The clubs’ respective goalkeepers now seem to be in their own head-to-head battle as rumours suggest that both might be on their way, with the pair being chased by bigger clubs.
Cardiff’s David Marshall has won plenty of plaudits during Cardiff’s miserable season and has widely been recognised as one of the finest keepers in the league. Reports suggest that Arsenal are looking at Marshall to provide competition for Wojciech Szczesny and to replace the outgoing Lukasz Fabianski. There are also suggestions that North London rivals Tottenham Hotspur are looking at the Scotsman.
Michel Vorm of Swansea, meanwhile, is being lined up as a replacement for Pepe Reina at Liverpool, with the Spaniard looking like he will make his loan to Napoli permanent in the summer. Brendan Rodgers has already admitted that he wants another goalkeeper in the squad and with Simon Mignolet rarely pushed a keeper of Vorm’s pedigree could provide the Belgian with the perfect competition.
Cardiff conceded 20 goals more than their rivals but that is hardly a surprise given Cardiff’s defence’s inexperience at this level. Swansea are more acclimatised to life in the Premier League, though the fact they conceded 54 goals will still be a worry.
Marshall’s incredible average saves per game figure of 3.49 has attracted a lot of attention with clamours amongst a lot of the media for him to win the goalkeeper of the year award. However, despite this, his Squawka performance score finished on -172 which was one of the worst in the division. This can be put down to the number of goals he conceded and the fact that he made five defensive errors this season. Nevertheless Marshall remained an integral part of Cardiff’s team and he was easily the club’s player of the season. On so many occasions Marshall has made a crucial save that has kept his side in the game and in mid April after a 1-1 at home to Stoke where Marshall made a late save from Oussama Assaidi his boss Ole Gunnar Solskjaer said that Marshall had saved their season.
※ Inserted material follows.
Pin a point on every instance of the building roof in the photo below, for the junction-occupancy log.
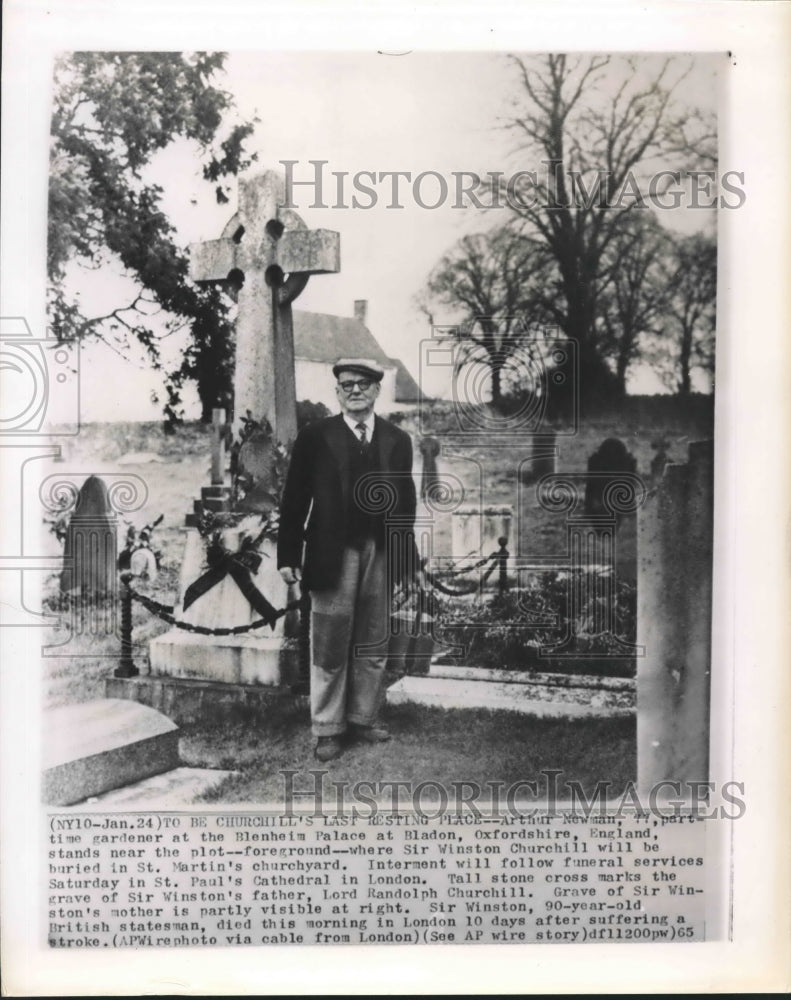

Interestingly, despite all the attention Marshall was getting and the fact that his own form was coming under severe criticism, Michel Vorm actually betters Marshall in pretty much every stat except saves. The Dutchman, who was named as part of Louis van Gaal’s Dutch World Cup squad this week, has suffered this season from injury and an inability to recover his own good form. With some reports in the media suggesting that Swansea could be prepared to move the keeper on, it seems worth pointing out that Vorm has only made two defensive errors this season, with just one leading to a goal.
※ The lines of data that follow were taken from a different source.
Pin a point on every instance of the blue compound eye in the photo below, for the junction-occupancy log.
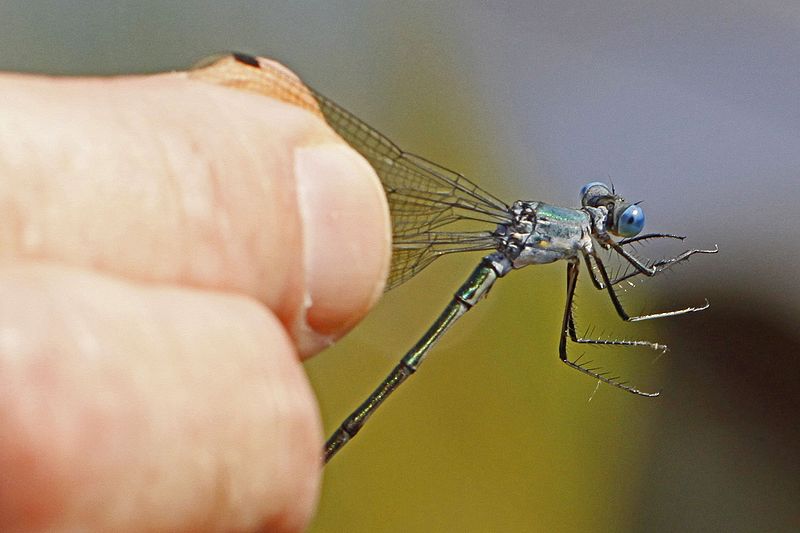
(630, 222)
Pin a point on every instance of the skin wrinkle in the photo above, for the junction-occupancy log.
(99, 175)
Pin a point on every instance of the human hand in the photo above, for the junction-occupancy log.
(170, 250)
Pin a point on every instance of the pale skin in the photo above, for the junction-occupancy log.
(170, 252)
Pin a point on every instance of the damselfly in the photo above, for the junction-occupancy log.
(427, 200)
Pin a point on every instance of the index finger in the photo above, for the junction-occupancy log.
(167, 180)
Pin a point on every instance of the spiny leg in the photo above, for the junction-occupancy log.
(572, 281)
(640, 266)
(612, 293)
(573, 335)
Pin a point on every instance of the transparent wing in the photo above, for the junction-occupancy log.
(434, 211)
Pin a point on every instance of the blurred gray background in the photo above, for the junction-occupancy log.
(691, 106)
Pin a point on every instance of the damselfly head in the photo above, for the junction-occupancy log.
(624, 218)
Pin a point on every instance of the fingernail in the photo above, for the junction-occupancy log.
(347, 236)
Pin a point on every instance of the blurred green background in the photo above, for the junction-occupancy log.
(691, 106)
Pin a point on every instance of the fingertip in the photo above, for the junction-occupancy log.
(346, 241)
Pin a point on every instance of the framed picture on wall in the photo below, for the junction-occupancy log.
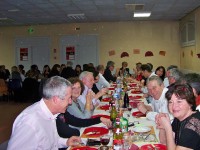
(70, 53)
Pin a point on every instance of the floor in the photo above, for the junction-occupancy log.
(8, 113)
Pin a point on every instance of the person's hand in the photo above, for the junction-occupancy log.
(89, 97)
(141, 107)
(103, 91)
(73, 141)
(163, 121)
(106, 121)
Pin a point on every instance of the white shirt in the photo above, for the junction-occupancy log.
(102, 82)
(35, 129)
(159, 106)
(82, 97)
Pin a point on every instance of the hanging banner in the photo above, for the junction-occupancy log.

Dispensing with Vorm would seem harsh, whereas Marshall has played every league game bar one this season the Dutchman’s longest streak of league games stands at just 13. The fact that his appearances have been so spaced out but yet he has still kept clean sheets would lend itself towards the theory that Vorm would be a better back-up keeper, playing when required by injury or in cup matches. Marshall, as demonstrated by his save count, has also been extremely busy in comparison to Vorm; it remains to be seen whether he could deal with large periods of inactivity that would come with life at a big club before being called upon to make one important save.
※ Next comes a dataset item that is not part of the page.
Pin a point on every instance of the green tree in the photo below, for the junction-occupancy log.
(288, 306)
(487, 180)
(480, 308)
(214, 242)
Nevertheless, both remain very solid goalkeepers and whilst Marshall is seen as indispensable to his club Cardiff’s relegation means that both should be available for a similar price. Whether either could displace Szczesny, Lloris or Mignolet from their present status as number one is more unclear but what is interesting to note is that there are growing rumours from France that PSG could make a move for Lloris in the summer. If that were to be case, Marshall could well find himself the new number one at White Hart Lane, with even more pressure to perform and with big shoes to fill.